Brandão Fernando G S L, Ramanathan Ravishankar, Grudka Andrzej, Horodecki Karol, Horodecki Michał, Horodecki Paweł, Szarek Tomasz, Wojewódka Hanna
Quantum Architectures and Computation Group, Microsoft Research, Redmond, Washington 98052, USA.
Department of Computer Science, University College London, WC1E 6BT London, UK.
Nat Commun. 2016 Apr 21;7:11345. doi: 10.1038/ncomms11345.
Randomness is a fundamental concept, with implications from security of modern data systems, to fundamental laws of nature and even the philosophy of science. Randomness is called certified if it describes events that cannot be pre-determined by an external adversary. It is known that weak certified randomness can be amplified to nearly ideal randomness using quantum-mechanical systems. However, so far, it was unclear whether randomness amplification is a realistic task, as the existing proposals either do not tolerate noise or require an unbounded number of different devices. Here we provide an error-tolerant protocol using a finite number of devices for amplifying arbitrary weak randomness into nearly perfect random bits, which are secure against a no-signalling adversary. The correctness of the protocol is assessed by violating a Bell inequality, with the degree of violation determining the noise tolerance threshold. An experimental realization of the protocol is within reach of current technology.

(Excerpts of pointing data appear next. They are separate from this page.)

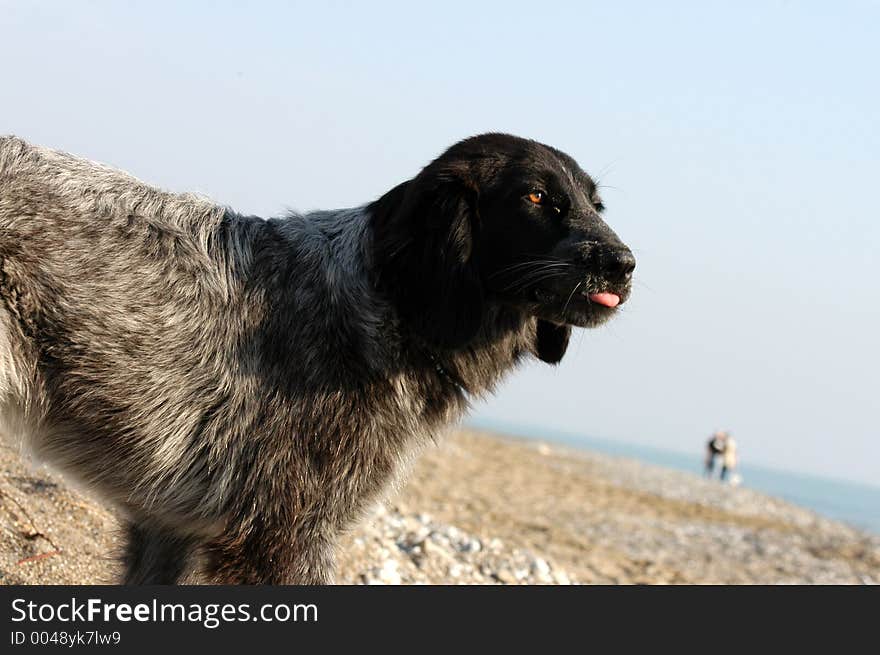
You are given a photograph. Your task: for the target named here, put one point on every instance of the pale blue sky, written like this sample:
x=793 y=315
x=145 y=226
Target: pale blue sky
x=738 y=143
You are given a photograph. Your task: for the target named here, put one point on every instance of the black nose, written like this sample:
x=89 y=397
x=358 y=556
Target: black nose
x=618 y=264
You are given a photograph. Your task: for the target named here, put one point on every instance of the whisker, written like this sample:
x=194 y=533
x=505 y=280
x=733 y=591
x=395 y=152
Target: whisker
x=570 y=296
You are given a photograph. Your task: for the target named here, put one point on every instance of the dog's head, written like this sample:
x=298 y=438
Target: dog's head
x=504 y=220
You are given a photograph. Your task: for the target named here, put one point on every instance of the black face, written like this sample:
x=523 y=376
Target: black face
x=499 y=220
x=545 y=247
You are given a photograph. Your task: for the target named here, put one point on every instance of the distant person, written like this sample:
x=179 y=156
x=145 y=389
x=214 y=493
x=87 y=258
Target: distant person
x=714 y=448
x=728 y=460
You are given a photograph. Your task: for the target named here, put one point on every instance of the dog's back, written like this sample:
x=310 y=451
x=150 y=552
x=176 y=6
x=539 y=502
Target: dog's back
x=105 y=283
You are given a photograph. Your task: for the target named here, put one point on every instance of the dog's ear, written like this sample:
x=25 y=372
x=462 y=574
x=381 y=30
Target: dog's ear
x=424 y=253
x=551 y=341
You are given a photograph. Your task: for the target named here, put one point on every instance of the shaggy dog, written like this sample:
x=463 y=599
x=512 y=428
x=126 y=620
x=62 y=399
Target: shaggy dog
x=243 y=389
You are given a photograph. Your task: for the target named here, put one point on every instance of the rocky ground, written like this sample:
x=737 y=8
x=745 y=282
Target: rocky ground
x=482 y=509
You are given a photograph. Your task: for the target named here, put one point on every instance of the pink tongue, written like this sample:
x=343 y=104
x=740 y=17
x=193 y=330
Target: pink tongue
x=607 y=299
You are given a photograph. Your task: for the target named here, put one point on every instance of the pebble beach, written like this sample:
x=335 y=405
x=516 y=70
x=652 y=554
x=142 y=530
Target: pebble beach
x=486 y=509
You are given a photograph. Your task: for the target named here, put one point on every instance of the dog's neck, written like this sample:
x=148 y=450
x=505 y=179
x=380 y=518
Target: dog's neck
x=330 y=255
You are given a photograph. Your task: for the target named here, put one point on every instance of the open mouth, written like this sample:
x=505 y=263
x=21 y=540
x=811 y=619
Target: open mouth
x=582 y=308
x=603 y=298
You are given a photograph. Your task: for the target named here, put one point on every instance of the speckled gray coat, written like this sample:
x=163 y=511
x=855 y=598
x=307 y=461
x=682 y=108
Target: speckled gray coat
x=235 y=386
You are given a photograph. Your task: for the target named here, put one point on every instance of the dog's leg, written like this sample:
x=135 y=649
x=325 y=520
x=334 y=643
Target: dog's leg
x=154 y=555
x=268 y=556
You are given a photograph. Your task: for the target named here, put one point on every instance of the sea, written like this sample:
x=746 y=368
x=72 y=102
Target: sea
x=849 y=502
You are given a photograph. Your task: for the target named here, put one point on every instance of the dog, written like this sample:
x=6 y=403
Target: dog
x=241 y=389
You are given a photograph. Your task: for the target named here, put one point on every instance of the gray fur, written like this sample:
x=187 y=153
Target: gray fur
x=235 y=386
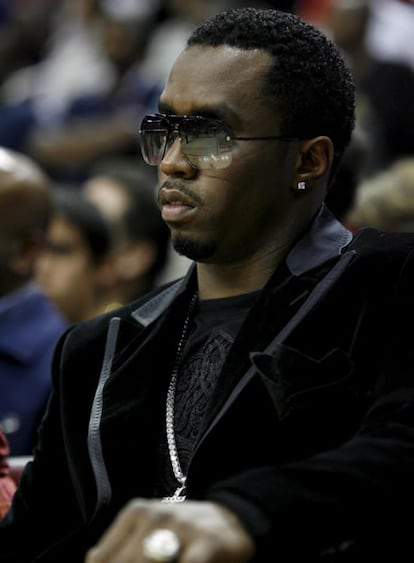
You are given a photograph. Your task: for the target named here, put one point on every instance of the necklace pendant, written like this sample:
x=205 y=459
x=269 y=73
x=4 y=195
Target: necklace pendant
x=178 y=496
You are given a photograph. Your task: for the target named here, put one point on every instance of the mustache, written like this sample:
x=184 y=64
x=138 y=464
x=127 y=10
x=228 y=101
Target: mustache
x=181 y=187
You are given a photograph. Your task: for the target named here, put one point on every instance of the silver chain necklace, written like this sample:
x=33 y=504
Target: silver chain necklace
x=179 y=494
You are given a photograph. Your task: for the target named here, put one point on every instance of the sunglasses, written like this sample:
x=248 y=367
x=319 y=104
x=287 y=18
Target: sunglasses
x=206 y=143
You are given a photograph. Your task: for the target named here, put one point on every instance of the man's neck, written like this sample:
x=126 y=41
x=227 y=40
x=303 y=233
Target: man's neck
x=226 y=280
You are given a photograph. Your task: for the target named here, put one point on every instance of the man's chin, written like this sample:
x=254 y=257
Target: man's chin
x=194 y=250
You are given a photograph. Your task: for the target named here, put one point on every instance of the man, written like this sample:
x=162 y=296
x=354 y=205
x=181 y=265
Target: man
x=272 y=387
x=7 y=484
x=76 y=268
x=29 y=324
x=141 y=239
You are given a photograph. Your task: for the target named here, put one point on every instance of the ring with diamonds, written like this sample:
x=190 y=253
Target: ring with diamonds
x=161 y=545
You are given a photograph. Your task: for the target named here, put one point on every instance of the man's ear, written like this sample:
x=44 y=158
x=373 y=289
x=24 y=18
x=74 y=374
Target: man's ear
x=315 y=159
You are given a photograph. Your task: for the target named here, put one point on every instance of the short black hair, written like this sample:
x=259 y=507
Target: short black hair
x=309 y=82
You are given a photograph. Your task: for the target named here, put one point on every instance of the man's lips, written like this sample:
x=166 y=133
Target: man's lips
x=175 y=204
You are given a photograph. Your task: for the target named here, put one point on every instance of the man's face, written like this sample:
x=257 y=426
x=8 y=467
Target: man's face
x=234 y=213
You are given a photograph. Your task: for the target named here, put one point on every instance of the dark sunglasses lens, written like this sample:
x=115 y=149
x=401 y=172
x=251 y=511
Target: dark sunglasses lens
x=153 y=138
x=206 y=143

随机性是一个基本概念,其影响范围涵盖现代数据系统的安全性、自然基本定律乃至科学哲学。如果随机性描述的是外部对手无法预先确定的事件,那么它就被称为经过认证的随机性。众所周知,利用量子力学系统,弱认证随机性可以被放大到近乎理想的随机性。然而,到目前为止,尚不清楚随机性放大是否是一项现实可行的任务,因为现有的方案要么无法容忍噪声,要么需要无限数量的不同设备。在此,我们提供一种容错协议,该协议使用有限数量的设备将任意弱随机性放大为近乎完美的随机比特,这些随机比特对非信号对手具有安全性。该协议的正确性通过违反贝尔不等式来评估,违反程度决定了噪声容忍阈值。该协议的实验实现目前的技术即可达成。